Dalam sambutannya, Arianto mengapresiasi konsistensi BEM FISIP Unikarta dalam menjaga tradisi melalui festival yang telah rutin diselenggarakan selama enam tahun berturut-turut. Ia menilai, kegiatan ini tidak hanya sekadar perayaan kuliner, tetapi juga sarana pembelajaran budaya bagi masyarakat luas, terutama generasi muda.
“Kami berharap ke depan, pelajar di tingkat SMP dan SMA juga bisa diundang untuk ikut terlibat dalam festival ini. Jadi mereka tidak hanya membaca atau mendengar tentang budaya nasi bekepor, tetapi bisa langsung menyaksikan dan bahkan ikut mengolahnya,” ujar Arianto.
Menurutnya, keterlibatan pelajar dalam kegiatan budaya semacam ini penting untuk memperkuat rasa memiliki terhadap warisan daerah. Dengan cara itu, nilai-nilai kebersamaan dan filosofi di balik nasi bekepor dapat terus dikenalkan lintas generasi.
“Esensi dari kegiatan ini adalah edukasi. Momen seperti ini sangat tepat untuk memperkenalkan tradisi kita kepada anak-anak muda agar mereka tahu bagaimana proses pembuatan nasi bekepor, seperti apa cita rasanya, dan makna kebersamaan yang terkandung di dalamnya,” jelasnya.
Arianto menambahkan, Pemerintah Kabupaten Kutai Kartanegara melalui visi “Kukar Idaman” berkomitmen untuk memperkuat sektor ekonomi kreatif dan pengembangan potensi lokal, termasuk melalui pelestarian kuliner tradisional. Ia menyebut festival ini sejalan dengan upaya tersebut karena mendorong inovasi, promosi pariwisata berbasis budaya, serta tumbuhnya ide bisnis kuliner lokal.

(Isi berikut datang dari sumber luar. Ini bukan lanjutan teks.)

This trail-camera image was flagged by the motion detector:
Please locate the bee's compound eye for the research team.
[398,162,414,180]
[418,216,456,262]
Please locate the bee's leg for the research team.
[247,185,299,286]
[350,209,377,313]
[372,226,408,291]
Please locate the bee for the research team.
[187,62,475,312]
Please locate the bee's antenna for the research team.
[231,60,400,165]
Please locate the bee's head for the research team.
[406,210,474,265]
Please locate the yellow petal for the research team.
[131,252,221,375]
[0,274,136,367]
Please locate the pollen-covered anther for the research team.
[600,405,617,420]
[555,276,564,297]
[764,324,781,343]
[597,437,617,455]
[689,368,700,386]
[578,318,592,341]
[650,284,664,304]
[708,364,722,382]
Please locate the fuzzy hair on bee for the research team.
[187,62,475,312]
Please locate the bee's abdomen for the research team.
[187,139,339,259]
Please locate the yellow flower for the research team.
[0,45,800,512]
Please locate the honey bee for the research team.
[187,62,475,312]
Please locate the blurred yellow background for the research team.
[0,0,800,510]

“Festival seperti ini bukan hanya ajang seremonial, tetapi juga ruang bagi mahasiswa untuk berkreasi, berorganisasi, dan mengasah kemampuan kewirausahaan. Kami di Dispar Kukar akan terus mendukung agar kegiatan ini bisa lebih besar dan melibatkan lebih banyak lapisan masyarakat di masa mendatang,” pungkasnya.